The assumption that individuals spend 24 hours at home laying on the floor is not the best approach to estimate exposure to ubiquitous flame retardant chemicals. A first in the U.S., this study directly compared elevated surface dust and floor dust in a gymnasium, offices, classrooms, laboratories, and a campus transportation bus.


Results of the study, published in the February edition of Environmental Research were based on measurements of 22 flame-retardant chemicals in dust from elevated surfaces and floors in rooms that contain various numbers and sizes of electronic products on a California campus.  Outside the home, most locations have higher concentrations of flame retardant chemicals in elevated surface dust compared to floor dust.

“Our results have important implications for estimating flame retardant chemical exposure,” said Dr. Jaime M. Allgood candidate in the Program in Public Health at UC Irvine and lead author of the study.

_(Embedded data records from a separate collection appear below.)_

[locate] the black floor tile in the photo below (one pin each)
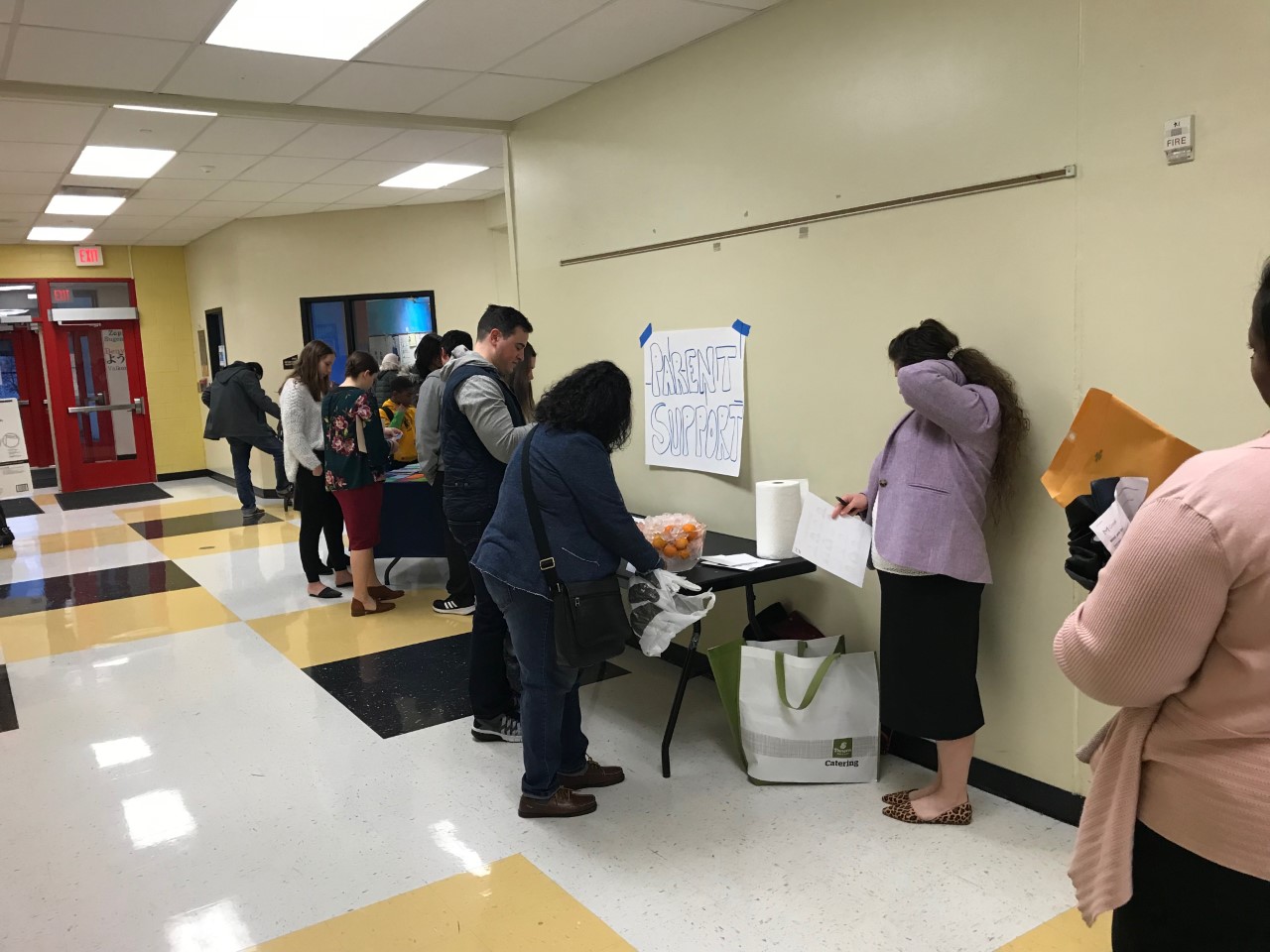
(21, 506)
(117, 495)
(190, 525)
(86, 588)
(413, 687)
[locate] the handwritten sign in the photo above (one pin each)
(695, 400)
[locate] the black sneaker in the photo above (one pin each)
(502, 728)
(447, 606)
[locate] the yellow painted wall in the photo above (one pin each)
(1135, 277)
(257, 270)
(167, 338)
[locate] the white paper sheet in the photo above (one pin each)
(838, 546)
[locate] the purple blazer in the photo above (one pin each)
(935, 472)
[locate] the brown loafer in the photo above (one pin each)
(594, 775)
(563, 802)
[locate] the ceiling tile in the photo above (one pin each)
(46, 122)
(155, 206)
(225, 72)
(222, 209)
(363, 173)
(322, 194)
(391, 89)
(190, 189)
(190, 166)
(71, 59)
(287, 169)
(277, 208)
(127, 127)
(418, 146)
(474, 35)
(494, 96)
(486, 150)
(175, 19)
(36, 157)
(28, 182)
(248, 136)
(330, 141)
(620, 37)
(250, 190)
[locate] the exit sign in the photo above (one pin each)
(89, 255)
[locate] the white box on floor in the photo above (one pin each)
(16, 480)
(13, 440)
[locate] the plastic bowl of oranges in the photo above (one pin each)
(679, 537)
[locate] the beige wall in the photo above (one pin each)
(1135, 277)
(257, 270)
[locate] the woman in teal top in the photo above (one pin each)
(357, 454)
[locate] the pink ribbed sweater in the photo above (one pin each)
(1178, 634)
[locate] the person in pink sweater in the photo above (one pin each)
(1175, 835)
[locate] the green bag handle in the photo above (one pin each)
(817, 679)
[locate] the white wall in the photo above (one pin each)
(257, 270)
(1135, 277)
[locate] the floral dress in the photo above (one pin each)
(347, 466)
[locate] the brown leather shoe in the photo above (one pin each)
(594, 775)
(563, 802)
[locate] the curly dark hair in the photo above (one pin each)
(594, 399)
(931, 340)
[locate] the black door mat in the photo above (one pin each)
(21, 506)
(116, 495)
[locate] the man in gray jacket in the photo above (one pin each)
(460, 598)
(238, 404)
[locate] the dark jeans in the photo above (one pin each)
(550, 711)
(240, 451)
(460, 584)
(318, 516)
(1183, 902)
(488, 685)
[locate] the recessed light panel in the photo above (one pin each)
(119, 163)
(329, 30)
(432, 176)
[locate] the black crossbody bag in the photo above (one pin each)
(590, 622)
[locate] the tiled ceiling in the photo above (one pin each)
(480, 61)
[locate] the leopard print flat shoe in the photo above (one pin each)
(956, 816)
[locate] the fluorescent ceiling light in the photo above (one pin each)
(90, 206)
(163, 109)
(329, 30)
(59, 234)
(432, 176)
(119, 163)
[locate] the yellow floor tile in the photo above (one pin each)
(271, 534)
(64, 630)
(183, 507)
(1066, 933)
(329, 634)
(515, 907)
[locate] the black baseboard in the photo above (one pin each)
(1040, 797)
(186, 475)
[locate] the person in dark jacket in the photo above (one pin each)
(581, 420)
(480, 425)
(238, 405)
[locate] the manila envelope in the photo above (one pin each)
(1110, 438)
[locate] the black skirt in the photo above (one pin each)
(930, 652)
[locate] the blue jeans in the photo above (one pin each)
(550, 712)
(240, 451)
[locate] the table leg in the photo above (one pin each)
(679, 698)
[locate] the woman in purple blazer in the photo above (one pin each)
(945, 465)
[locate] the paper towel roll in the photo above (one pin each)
(779, 504)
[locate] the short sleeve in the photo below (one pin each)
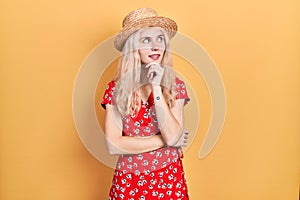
(108, 94)
(180, 91)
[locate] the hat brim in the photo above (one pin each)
(167, 24)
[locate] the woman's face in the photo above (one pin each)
(151, 45)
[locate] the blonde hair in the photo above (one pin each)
(128, 74)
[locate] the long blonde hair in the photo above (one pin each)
(128, 74)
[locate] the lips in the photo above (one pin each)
(154, 56)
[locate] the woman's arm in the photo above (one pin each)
(118, 144)
(170, 121)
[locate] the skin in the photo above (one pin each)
(170, 121)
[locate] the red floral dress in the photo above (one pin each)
(157, 174)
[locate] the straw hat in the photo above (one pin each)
(142, 18)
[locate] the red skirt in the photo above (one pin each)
(166, 183)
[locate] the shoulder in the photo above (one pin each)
(110, 87)
(179, 82)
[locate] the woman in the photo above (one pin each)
(144, 112)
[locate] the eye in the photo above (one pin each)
(145, 40)
(160, 38)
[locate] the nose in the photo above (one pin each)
(154, 46)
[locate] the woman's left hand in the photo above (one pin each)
(155, 73)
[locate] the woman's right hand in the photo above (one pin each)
(183, 140)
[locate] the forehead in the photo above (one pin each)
(151, 31)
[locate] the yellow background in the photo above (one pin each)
(255, 45)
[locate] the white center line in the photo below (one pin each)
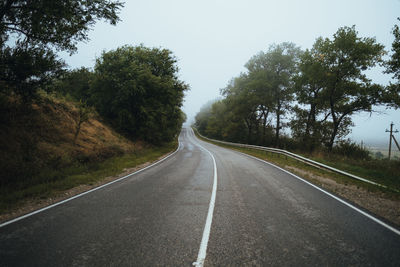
(201, 257)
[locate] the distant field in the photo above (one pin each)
(385, 151)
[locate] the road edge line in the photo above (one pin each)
(87, 192)
(371, 217)
(201, 257)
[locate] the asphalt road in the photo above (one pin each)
(262, 217)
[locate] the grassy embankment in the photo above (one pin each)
(380, 171)
(40, 157)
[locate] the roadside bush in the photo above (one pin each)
(351, 150)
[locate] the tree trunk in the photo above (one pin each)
(278, 123)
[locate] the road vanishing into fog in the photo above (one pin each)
(204, 205)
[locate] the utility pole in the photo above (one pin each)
(390, 138)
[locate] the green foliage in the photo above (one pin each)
(328, 83)
(138, 91)
(392, 94)
(31, 30)
(349, 149)
(24, 70)
(75, 83)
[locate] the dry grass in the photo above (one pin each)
(39, 156)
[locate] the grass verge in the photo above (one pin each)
(12, 198)
(309, 172)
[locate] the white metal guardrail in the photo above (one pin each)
(299, 158)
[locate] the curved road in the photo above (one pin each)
(262, 216)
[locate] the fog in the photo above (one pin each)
(213, 39)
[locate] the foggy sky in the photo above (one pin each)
(213, 39)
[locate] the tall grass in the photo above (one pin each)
(53, 182)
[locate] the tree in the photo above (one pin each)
(347, 89)
(392, 94)
(278, 66)
(312, 113)
(138, 91)
(75, 83)
(31, 30)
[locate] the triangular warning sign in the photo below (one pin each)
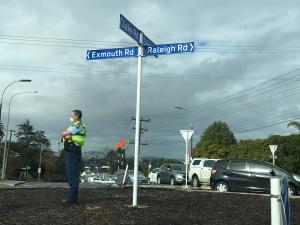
(187, 134)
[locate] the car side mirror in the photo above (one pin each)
(272, 172)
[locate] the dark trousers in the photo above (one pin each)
(72, 161)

The researchers also determined that the concentrations of flame retardant chemicals may be higher in areas with more electronics. However, future studies are needed to confirm this finding.

“We are increasingly dependent on electronic products at home, at work, at play, and while traveling. It is equally important to make these products safe from risks of fire hazards, as it is from toxic chemical exposures,” said Dr. Oladele. A. Ogunseitan, Professor of Public Health at the University of California, Irvine and co-author of this study.

Manuscript authors include Ms. Jaime M. Allgood, Ms. Tamara Jimah, Mr. Ian W. Tang, Dr. Miryha G. Runnerstrom, and Dr. Oladele A. Ogunseitan from the UC Irvine Program in Public Health; Ms. Carolyn M. McClaskey from the Department of Otolaryngology at Medical University of South Carolina; Dr. Mark J. La Guaria from the Department of Aquatic Health Sciences at the College of William and Mary; Ms. Stephanie C. Hammel from the Nicholas School of the Environment at Duke University; and Ms. Maryam M. Zeineddine from the Department of Interdisciplinary Studies at UC Berkeley.